Bob you did say.. "I trust Obama on this issue". I love that statement, b/c if you said that about Bush, you would be called crazy. It just goes to show, there really isn't support for true ideals vs your "party". Its just singing in the party tune. Even those screaming on the right, would stand and applaud if it was McCain or Bush saying it. Be careful not to join the sheep Bob. Gotta love politics!!

Chuck

Pastor Bob Cornwall said...

Chuck,

I'm trusting Obama here because he's not shown me that I should distrust him. I'm not doing this as a party line issue. I knew that he was looking at renewing a focus on Afghanistan, even as he was winding down Iraq.

Why I didn't trust Bush (and now it's pretty clear that Cheney drove this) was that the foundation for the Iraq invasion was based on either faulty intelligence, a rush to judgment, or fabrications. It would appear that all three are in play -- as signalled by many who served that administration.

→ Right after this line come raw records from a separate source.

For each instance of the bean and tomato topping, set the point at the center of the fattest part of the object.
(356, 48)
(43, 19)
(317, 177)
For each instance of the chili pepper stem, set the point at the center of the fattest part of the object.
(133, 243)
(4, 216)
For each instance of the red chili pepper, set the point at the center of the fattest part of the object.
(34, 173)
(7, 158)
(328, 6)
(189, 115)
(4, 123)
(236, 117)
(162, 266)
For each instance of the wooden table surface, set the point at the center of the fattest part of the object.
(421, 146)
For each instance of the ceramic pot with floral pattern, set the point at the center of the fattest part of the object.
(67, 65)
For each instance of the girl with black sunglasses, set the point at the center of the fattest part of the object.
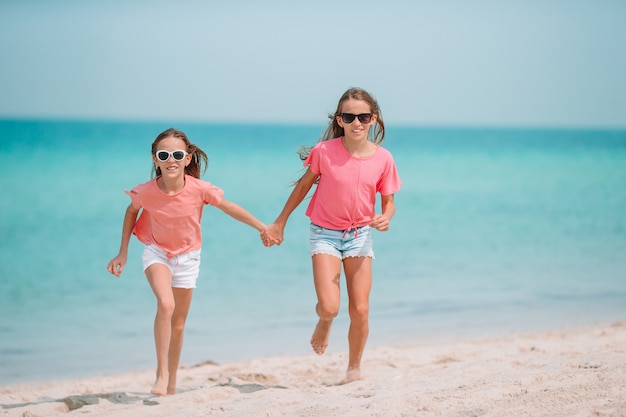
(171, 207)
(349, 167)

Obama hasn't said anything like that.

Anonymous said...

I suspect Cheney drove both wars and his continued interests in his private sector holdings left him with a few conflict of interests. Why doesn't Obama hold the previous administration accountable? Why are their shenanigans still secret? A democracy can’t continue to function in this manner. David Mc

Pastor Bob Cornwall said...

David,

You ask a good question about holding the previous administration accountable. The answer is that we have no history of doing this. Politically I don't think its palatable and likely would further fragment the situation, so you move on.

What is interesting is how Bush has basically disappeared from the scene, but Cheney continues to spout off. Part of that maybe to ward off any attempts to hold him accountable.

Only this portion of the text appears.